Still, the novel highlights shades of behavior and remorse among its male characters. Claude is an example of a truly good man; he does not behave misogynistically like his peers, and he helps and loves Heather. Gary tries to excuse his behavior and is at times a loving father, showing how many people who victimize others are not stereotypical monsters like Ed—all kinds of people are capable of harming others. Ricky, however, adopts Ed’s monstrosity. He tells Heather that “Ed [is] right about wasting people, how killing someone doesn’t change much at all. Your Wheaties taste the same the next morning. People smile back at you, just like always” (285). His lack of remorse is terrifying and highlights how young men can be influenced to harm others by older men and misogynistic cultural norms. Lourey writes twice in the novel that men do terrible things in packs, and Ricky demonstrates how emboldened he becomes because of Ed’s influence, even though Ant doesn’t. Ant still participates in the murder of Brenda, however, and can’t tell Heather why when she asks. Ant and Ricky are examples of the impact misogyny and violence have on their growth into men since both Ricky and Ant feel that their level of participation in violence determines their manliness.
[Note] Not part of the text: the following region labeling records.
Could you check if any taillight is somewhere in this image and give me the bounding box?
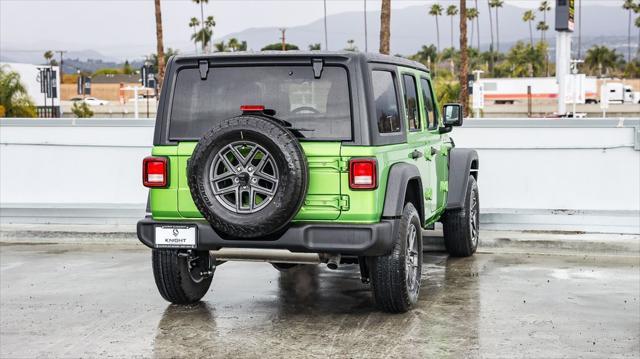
[349,158,378,189]
[142,157,169,187]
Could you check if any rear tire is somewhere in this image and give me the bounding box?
[152,249,213,304]
[369,203,422,313]
[442,176,480,257]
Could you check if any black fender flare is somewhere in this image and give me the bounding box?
[447,148,480,209]
[382,162,424,222]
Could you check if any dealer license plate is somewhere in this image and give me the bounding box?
[156,226,197,248]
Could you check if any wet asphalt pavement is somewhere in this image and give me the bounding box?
[0,243,640,358]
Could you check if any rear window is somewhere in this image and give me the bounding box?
[169,66,351,141]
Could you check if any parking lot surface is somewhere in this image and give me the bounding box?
[0,243,640,358]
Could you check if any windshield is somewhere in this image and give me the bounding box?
[169,66,351,140]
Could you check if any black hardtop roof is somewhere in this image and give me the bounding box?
[175,51,429,72]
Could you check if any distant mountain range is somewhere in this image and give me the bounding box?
[0,2,638,72]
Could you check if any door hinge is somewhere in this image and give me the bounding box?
[424,188,433,201]
[440,181,449,192]
[338,194,349,211]
[338,160,349,172]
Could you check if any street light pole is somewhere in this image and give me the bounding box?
[324,0,329,51]
[364,0,369,52]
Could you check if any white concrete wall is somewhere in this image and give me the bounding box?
[0,119,640,233]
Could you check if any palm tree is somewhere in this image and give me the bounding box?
[429,4,442,50]
[213,40,229,52]
[635,15,640,57]
[191,16,216,52]
[522,10,536,47]
[467,8,480,49]
[0,65,36,117]
[584,45,622,76]
[622,0,640,62]
[458,0,469,115]
[189,17,200,54]
[191,0,209,46]
[489,0,504,53]
[154,0,164,88]
[536,21,549,76]
[538,0,551,41]
[42,50,53,65]
[536,21,549,42]
[380,0,391,55]
[447,5,458,49]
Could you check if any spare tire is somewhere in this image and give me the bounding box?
[187,115,308,238]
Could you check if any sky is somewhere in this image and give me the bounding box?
[0,0,622,59]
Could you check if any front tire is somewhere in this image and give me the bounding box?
[442,176,480,257]
[369,203,422,313]
[151,249,213,304]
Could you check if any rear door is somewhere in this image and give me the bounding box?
[294,142,349,221]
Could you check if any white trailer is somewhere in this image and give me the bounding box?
[480,75,598,105]
[603,82,640,103]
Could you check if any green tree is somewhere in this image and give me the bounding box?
[489,0,504,52]
[584,45,622,76]
[380,0,391,55]
[522,10,536,47]
[260,42,299,51]
[429,4,442,50]
[191,16,216,52]
[227,37,247,52]
[497,41,547,77]
[146,47,179,73]
[189,17,200,54]
[122,60,135,75]
[447,5,458,49]
[536,21,549,41]
[71,101,93,118]
[0,65,37,117]
[410,45,438,64]
[191,0,209,50]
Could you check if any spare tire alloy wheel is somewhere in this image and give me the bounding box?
[209,141,279,213]
[187,115,308,239]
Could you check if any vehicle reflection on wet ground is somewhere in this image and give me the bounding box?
[0,243,640,358]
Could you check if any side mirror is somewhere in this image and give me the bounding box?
[442,103,463,127]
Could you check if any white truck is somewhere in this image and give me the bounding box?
[603,82,640,103]
[480,75,599,105]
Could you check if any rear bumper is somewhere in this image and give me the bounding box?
[137,218,398,256]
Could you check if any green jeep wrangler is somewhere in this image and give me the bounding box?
[137,52,479,312]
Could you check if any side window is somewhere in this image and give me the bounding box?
[420,78,438,130]
[402,75,422,131]
[371,71,400,133]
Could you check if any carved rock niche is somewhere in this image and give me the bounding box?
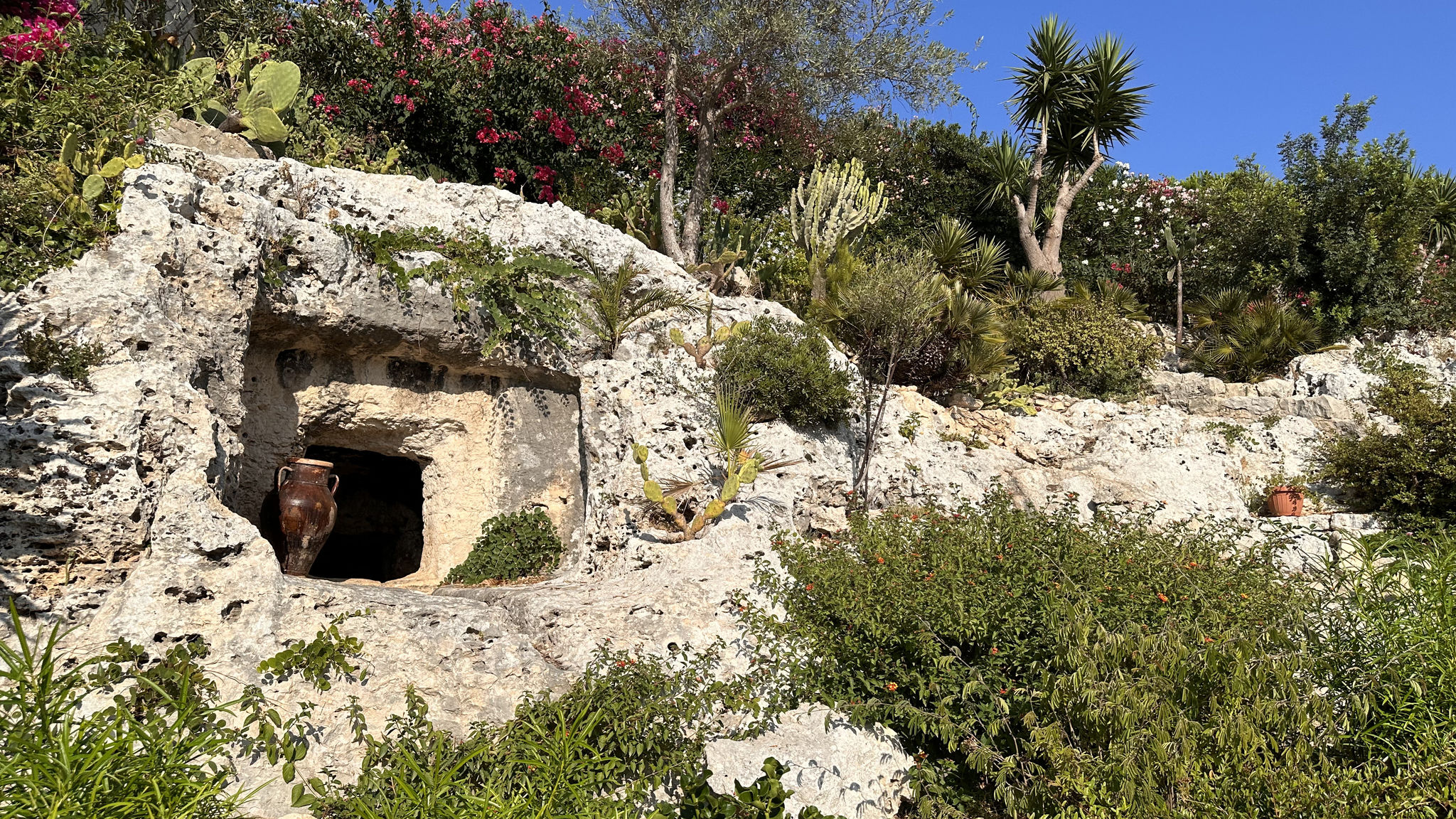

Stylistically, the shape of the final chapters in The Quarry Girls enhances the narrative’s suspense, which has been building as Heather uncovers more clues. The chapters that contain Junie’s kidnapping, Heather’s confrontation with Ricky and Ant, and Beth’s escape are short and move quickly. The interludes featuring Beth integrate themselves more into the story as the two plotlines converge. Before, Beth has been isolated from both her community and the main narrative because of Ed. When the interludes begin working in tandem with Heather and Junie’s narrative, the girls work together to escape their attackers. Once Beth is freed, she no longer has her own chapters to recite her narrative. These narrative choices emphasize the value of female solidarity in the face of structural misogyny; in contrast to the culture of silence in Pantown, speaking out and fighting back results in real change.
Heather’s decision to tell Agent Ryan about her father and the town’s decision to board up the entrance to the tunnels symbolizes the community’s growth following the tragedies they’ve experienced. The town decides to turn away from secrets and face the truth. This ends the novel on a hopeful note. Claude says to Heather that “We’re gonna live our whole lives above ground. That’s the new Pantown” (305). This statement uses metaphor to highlight the drastic nature of this change, a literal shift from darkness to light. Because of Heather’s decision to tell the truth, other characters in the narrative are free to do the same, and her character development, in turn, influences the novel’s conclusion—a future where her sister is free to live in truth and honesty, hopefully safe enough to grow gently into womanhood.